Do nikogo nie trafiają tłumaczenia MKiDN, że pieniądze mają być przeznaczone na mające się znajdować pod kopułą budowli muzeum poświęcone pamięci Jana Pawła II i prymasa Stefana Wyszyńskiego. Wśród licznych argumentów przeciw, trafna jest bez wątpienia konstatacja Andrzeja Stasiuka, że Polska przekształca się w papieski Disneyland i coraz trudniej się po niej poruszać tak, by nie wpaść na kolejny pomnik czy nie wdepnąć w kremówkę.

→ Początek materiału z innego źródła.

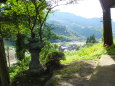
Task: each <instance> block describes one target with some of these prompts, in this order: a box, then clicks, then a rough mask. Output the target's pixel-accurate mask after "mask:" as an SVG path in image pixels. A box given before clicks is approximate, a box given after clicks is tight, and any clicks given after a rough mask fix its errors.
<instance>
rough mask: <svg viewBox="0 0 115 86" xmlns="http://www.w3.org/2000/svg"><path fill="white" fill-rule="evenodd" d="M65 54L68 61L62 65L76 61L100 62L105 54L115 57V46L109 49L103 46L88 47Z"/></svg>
mask: <svg viewBox="0 0 115 86" xmlns="http://www.w3.org/2000/svg"><path fill="white" fill-rule="evenodd" d="M64 53H65V56H66V60H63V61H61V63H62V64H66V63H71V62H73V61H76V60H98V59H99V58H100V57H101V55H103V54H108V55H115V45H112V46H110V47H107V48H104V47H103V44H95V45H91V46H89V45H88V46H84V47H83V48H81V49H80V50H78V51H66V52H64Z"/></svg>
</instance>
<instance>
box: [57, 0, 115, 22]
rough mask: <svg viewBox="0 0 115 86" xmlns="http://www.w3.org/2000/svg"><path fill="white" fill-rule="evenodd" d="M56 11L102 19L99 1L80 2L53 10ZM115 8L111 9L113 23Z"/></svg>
mask: <svg viewBox="0 0 115 86" xmlns="http://www.w3.org/2000/svg"><path fill="white" fill-rule="evenodd" d="M55 10H57V11H61V12H70V13H73V14H76V15H78V16H82V17H85V18H94V17H98V18H102V16H103V11H102V8H101V5H100V2H99V0H81V1H78V4H74V5H66V6H58V7H56V8H55ZM114 14H115V8H114V9H113V8H112V9H111V17H112V21H115V15H114Z"/></svg>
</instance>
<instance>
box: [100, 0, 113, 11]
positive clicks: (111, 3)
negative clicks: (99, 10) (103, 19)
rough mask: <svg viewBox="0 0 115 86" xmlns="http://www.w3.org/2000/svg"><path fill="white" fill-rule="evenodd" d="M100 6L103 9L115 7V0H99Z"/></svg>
mask: <svg viewBox="0 0 115 86" xmlns="http://www.w3.org/2000/svg"><path fill="white" fill-rule="evenodd" d="M100 3H101V6H102V8H103V10H104V9H107V8H115V0H100Z"/></svg>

Trudno mi o ironiczny dystans Antoniego Słonimskiego, który Pałac Kultury nazwał „małym, ale gustownym”. | Katarzyna Kasia
Nie to jest jednak głównym problemem, bo muzeum stanowi w tym wszystkim tylko rodzaj listka figowego i usprawiedliwienie, aby największą z tegorocznych dotacji na kulturę, przeznaczyć właśnie na wilanowski… reaktor atomowy, na wielką wyciskarkę do cytrusów, na architektoniczne monstrum, przerastające liczbę wiernych, ale wciąż nie zaspokajające ambicji hierarchów.

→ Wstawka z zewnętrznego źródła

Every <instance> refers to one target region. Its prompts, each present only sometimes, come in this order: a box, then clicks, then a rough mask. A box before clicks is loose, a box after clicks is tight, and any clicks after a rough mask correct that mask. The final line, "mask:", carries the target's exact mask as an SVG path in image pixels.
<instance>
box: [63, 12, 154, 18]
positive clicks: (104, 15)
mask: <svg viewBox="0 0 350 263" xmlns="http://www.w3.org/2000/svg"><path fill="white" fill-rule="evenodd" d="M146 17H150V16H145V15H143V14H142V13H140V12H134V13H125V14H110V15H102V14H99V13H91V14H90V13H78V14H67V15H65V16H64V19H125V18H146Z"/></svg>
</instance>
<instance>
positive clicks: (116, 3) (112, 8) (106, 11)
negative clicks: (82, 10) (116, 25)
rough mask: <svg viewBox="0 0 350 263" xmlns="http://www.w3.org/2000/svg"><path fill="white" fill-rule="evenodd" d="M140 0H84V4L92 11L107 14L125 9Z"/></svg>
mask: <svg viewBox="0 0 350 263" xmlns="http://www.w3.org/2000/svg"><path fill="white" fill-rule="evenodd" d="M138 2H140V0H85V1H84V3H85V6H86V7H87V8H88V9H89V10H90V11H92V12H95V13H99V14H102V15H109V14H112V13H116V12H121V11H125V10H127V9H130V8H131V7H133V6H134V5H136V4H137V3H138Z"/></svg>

Budynek pochłonął dotychczas 150 milionów złotych i ciągle mu mało. Powiedzmy sobie szczerze, te pieniądze się nie zwrócą. Tłumy wiernych nie będą tam przyjeżdżały, by w nabożnym podziwie napawać się wspaniałością swojego kościoła – dotyka nas sekularyzacja, Licheń nie tak daleko, a ramiona Chrystusa spod Świebodzina są rekordowo długie (dłuższe ma tylko ten z Rio). Wystarczy, naprawdę wystarczy! Znawcy współczesnej architektury i zwykli przechodnie obdarzeni gustem już teraz odwracają wzrok, starając się patrzeć na drugą stronę ulicy, na kojącą bryłę Pałacu w Wilanowie. Nie staną pod tą świątynią kolejki jak do Muzeów Watykańskich, nie będzie to miejsce wzruszenia i zadumy. Jeśli już, to zadumy nad złym gustem, nad wyrzuconymi w błoto milionami, za które można było zrobić dobrą sztukę współczesną, odrestaurować kilka zabytków, ufundować wiele stypendiów dla artystów, podnieść poziom debaty publicznej. A przede wszystkim dofinansować polskie uczelnie artystyczne, bo w takiej Akademii nikt nie dorzuci się studentowi nawet do ołówka, zaś spośród absolwentów warszawskiej ASP artystami zostaje średnio 2 proc. Z powodu przyzwyczajeń jak sądzę: do jedzenia i posiadania dachu nad głową.
Nie chce się nawet zastanawiać nad tym, dlaczego moje świeckie podatki są przeznaczane na wznoszenie kolejnego budynku dla Kościoła Katolickiego. Dlaczego arbitralnie uznano, że ja się mam ochotę do tego dołożyć? Ale najbardziej – i tu pewnie jestem w mniejszości, bo spór koncentruje się wokół spraw światopoglądowych – najbardziej, wręcz do białości, wkurza mnie to, że wykorzystano moją ciężko zarobioną forsę na budowę takiego paskudztwa! I trudno mi o dystans cechujący wypowiedzi Antoniego Słonimskiego, który Pałac Kultury nazwał „małym, ale gustownym”. Jestem ciekawa, jak skomentowałby tę makabrę.